REPUBLIKA.CO.ID, SEOUL -- Aliansi Korea Selatan dan negara sekutunya, termasuk Amerika Serikat (AS) akan menanggapi sangat serius jika akhirnya Korea Utara memutuskan penggunaan senjata nuklir untuk melawan aliansi Seoul. Kementerian Pertahanan Korea Selatan, pada Jumat (21/7/2023), menegaskan jika langkah nuklir itu diambil Pyongyang, maka itu akan menjadi akhir dari status negara Republik Demokratik Rakyat Korea (DPRK) atau Korea Utara.
"Jika terjadi serangan nuklir Korea Utara terhadap aliansi Korea Selatan-AS, maka Pyongyang akan menghadapi balasan yang cepat, besar dan tegas dari aliansi tersebut, dan melalui hal ini, (kami) memperingatkan dengan tegas bahwa (serangan) tersebut akan mengakibatkan berakhirnya rezim Korea Utara," ujar kementerian tersebut dalam sebuah pernyataan.
Peringatan tersebut muncul setelah Menteri Pertahanan Korea Utara Kang Sun-nam mengeluarkan pernyataan pada Kamis, (20/7/2023), yang mengatakan bahwa panggilan kapal selam nuklir AS di pelabuhan Busan, Korea Selatan, dapat menjadi syarat bagi Pyongyang untuk menggunakan senjata nuklir juga.
USS Kentucky, merupakan kapal selam rudal balistik nuklir yang berlabuh di pelabuhan Busan, Korea Selatan, pekan ini saat Kelompok Konsultasi Nuklir Korea Selatan-AS mengadakan pertemuan perdananya. Presiden Korea Selatan Yoon Suk Yeol dikabarkan sempat ikut naik ke dalam kapal selam itu.

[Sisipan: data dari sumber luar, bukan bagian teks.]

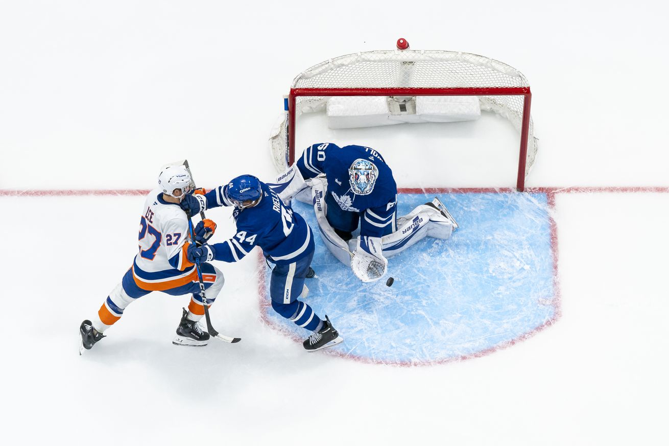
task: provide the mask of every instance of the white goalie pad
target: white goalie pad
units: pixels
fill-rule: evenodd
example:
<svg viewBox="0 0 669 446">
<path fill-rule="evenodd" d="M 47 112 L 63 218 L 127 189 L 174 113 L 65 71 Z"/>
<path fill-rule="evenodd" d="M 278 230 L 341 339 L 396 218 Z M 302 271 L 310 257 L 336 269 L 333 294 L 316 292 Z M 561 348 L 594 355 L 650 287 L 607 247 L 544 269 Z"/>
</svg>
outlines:
<svg viewBox="0 0 669 446">
<path fill-rule="evenodd" d="M 332 96 L 326 114 L 330 129 L 355 129 L 474 121 L 481 108 L 476 96 Z"/>
<path fill-rule="evenodd" d="M 269 185 L 284 203 L 288 203 L 296 195 L 309 188 L 296 164 L 293 164 L 280 173 L 276 177 L 276 181 Z"/>
<path fill-rule="evenodd" d="M 323 242 L 334 257 L 350 266 L 355 276 L 363 282 L 372 282 L 382 277 L 387 269 L 387 258 L 401 252 L 425 236 L 446 240 L 453 232 L 453 222 L 438 209 L 421 204 L 409 214 L 397 218 L 398 229 L 392 234 L 381 238 L 365 238 L 372 240 L 373 247 L 369 242 L 367 246 L 373 254 L 360 247 L 361 237 L 352 238 L 347 243 L 330 226 L 325 217 L 327 181 L 324 177 L 312 180 L 311 193 L 314 212 Z"/>
</svg>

Presiden AS Joe Biden dan mitranya dari Korea Selatan mengadopsi Deklarasi Washington pada bulan April, yang menetapkan langkah-langkah untuk menunjukkan kemampuan pencegahan. Langkah-langkah itu termasuk kunjungan rutin kapal selam rudal balistik nuklir AS, kapal induk, dan pesawat pengebom ke Korea Selatan.